Both traditional IRAs and Roth IRAs have the same annual contribution limit: a maximum of $4,000 for the years 2005 through 2007. The amount will increase to $5,000 per person in 2008. But that's where the similarities end. Unlike traditional IRAs, contributions to a Roth aren't tax deductible. Money invested grows tax-deferred, but, unlike traditional IRAs, all withdrawals after age 59 1/2 are tax free, provided the Roth has been open for at least five years. If you're choosing between saving for retirement or for the down payment on your first house, all earnings and interest up to $10,000 on your Roth can be distributed tax free to purchase that home if withdrawals occur after five years, regardless of your age.
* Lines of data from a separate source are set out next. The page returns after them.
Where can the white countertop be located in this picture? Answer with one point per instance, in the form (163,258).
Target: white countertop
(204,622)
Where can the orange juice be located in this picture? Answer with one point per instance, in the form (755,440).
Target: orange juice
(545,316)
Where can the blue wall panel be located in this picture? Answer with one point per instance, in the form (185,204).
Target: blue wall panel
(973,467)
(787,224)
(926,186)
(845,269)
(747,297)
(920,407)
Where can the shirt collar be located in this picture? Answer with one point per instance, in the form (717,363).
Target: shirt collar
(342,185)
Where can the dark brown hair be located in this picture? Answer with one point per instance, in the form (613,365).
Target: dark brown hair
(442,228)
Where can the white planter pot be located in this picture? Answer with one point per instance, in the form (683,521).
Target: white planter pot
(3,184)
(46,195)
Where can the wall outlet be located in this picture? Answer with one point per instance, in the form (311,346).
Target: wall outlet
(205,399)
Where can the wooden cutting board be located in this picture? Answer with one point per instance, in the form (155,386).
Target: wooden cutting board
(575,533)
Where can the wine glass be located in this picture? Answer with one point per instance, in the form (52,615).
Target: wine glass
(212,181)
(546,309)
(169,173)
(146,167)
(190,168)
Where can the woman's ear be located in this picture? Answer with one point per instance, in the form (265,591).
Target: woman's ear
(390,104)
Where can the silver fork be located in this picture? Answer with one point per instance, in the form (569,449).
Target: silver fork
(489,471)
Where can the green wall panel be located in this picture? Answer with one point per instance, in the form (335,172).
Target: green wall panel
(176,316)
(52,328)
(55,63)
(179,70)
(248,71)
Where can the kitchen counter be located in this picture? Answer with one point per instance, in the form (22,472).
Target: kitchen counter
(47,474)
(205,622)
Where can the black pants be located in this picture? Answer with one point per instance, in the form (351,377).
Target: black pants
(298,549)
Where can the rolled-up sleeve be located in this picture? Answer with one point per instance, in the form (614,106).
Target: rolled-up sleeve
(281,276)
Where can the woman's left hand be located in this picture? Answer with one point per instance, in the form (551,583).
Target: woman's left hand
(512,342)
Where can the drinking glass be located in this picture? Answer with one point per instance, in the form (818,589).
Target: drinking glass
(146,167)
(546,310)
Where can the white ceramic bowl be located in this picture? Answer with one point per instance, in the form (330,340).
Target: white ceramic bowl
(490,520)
If you have a traditional IRA, someday, you'll be faced with mandatory distributions. The Roth IRA does away with that eventuality. Your money can grow tax free forever--possibly providing a lovely nest egg for you to pass on to your offspring.
Before you decide to rush out and open a Roth, there's more to the story. If you're hoping to roll money directly from a 401(k) plan to a Roth, you can't--without a penalty. What you can do is roll it over to a regular IRA and then convert that account to a Roth. To qualify for the conversion, your adjusted gross income must be less than $100,000. Since money that goes into a Roth account must be after-tax money, you must pay tax on the money that will be converted.
To qualify for Roth IRA contributions, a single person's adjusted gross income (AGI) must be less than $95,000, with benefits phasing out completely at $110,000. For married couples filing jointly, the AGI must be less than $150,000. The contribution amount is decreased by 30 percent (35 percent if 50 or older) until it is eliminated completely at $160,000 for joint filers.